In less than 100 years, international organizations have evolved from curiosities into keystones of international law. What began long ago as an unremarkable effort to coordinate a limited number of technical issues has grown into a global, multilevel, blended governing project with diverse competences in most fields of human endeavor and interests.
Law graduates who enter the field of international law, as well as political science, international relations, and diplomacy, are increasingly expected to have a strong knowledge of the law of international organizations. Beyond knowledge, graduates are also expected to be able to solve new emerging legal problems confronting organizations.
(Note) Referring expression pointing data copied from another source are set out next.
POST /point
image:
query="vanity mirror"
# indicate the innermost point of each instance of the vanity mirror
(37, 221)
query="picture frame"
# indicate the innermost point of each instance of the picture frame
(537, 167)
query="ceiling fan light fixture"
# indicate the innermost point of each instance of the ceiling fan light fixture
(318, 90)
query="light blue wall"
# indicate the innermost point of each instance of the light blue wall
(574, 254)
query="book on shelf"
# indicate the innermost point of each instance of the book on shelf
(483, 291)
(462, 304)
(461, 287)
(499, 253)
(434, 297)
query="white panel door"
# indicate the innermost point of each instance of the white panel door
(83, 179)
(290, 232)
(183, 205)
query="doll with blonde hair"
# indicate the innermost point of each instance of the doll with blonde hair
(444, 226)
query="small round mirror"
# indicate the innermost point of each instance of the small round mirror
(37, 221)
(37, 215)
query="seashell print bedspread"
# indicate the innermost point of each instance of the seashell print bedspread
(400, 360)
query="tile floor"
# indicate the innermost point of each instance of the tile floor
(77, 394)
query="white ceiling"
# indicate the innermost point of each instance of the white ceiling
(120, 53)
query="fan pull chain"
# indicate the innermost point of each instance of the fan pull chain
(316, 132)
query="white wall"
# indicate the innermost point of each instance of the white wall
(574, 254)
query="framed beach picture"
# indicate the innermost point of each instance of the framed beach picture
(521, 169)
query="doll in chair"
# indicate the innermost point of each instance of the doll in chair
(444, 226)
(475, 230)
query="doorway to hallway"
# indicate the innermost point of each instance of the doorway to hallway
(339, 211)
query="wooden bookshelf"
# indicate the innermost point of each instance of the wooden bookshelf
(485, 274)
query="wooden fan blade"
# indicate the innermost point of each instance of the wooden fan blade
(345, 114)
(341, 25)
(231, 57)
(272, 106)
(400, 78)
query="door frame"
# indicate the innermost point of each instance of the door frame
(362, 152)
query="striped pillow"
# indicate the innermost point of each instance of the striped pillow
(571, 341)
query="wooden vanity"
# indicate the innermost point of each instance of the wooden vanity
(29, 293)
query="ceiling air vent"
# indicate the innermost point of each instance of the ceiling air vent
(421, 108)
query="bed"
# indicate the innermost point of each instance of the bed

This book introduces students to the law of international organizations through the careful study of the most recent cases and other materials from the International Court of Justice, United Nations Security Council and General Assembly, World Trade Organization, international criminal tribunals, European Union, European Court of Human Rights, International Labour Organization, various domestic courts and arbitral panels, and other bodies. In doing so, it undertakes a critical examination of legal rights and duties, exposing the fundamental questions that arise when addressing a range of issues within an organization. In order to provide the best foundation, the textbook focuses on several key topics: the law of treaties, creation of organizations, membership, powers of organizations, legal effects of their acts, organs, immunities, and responsibility.
This book is best suited for students who are studying international organizations and who have already had one or more courses on international and/or European law.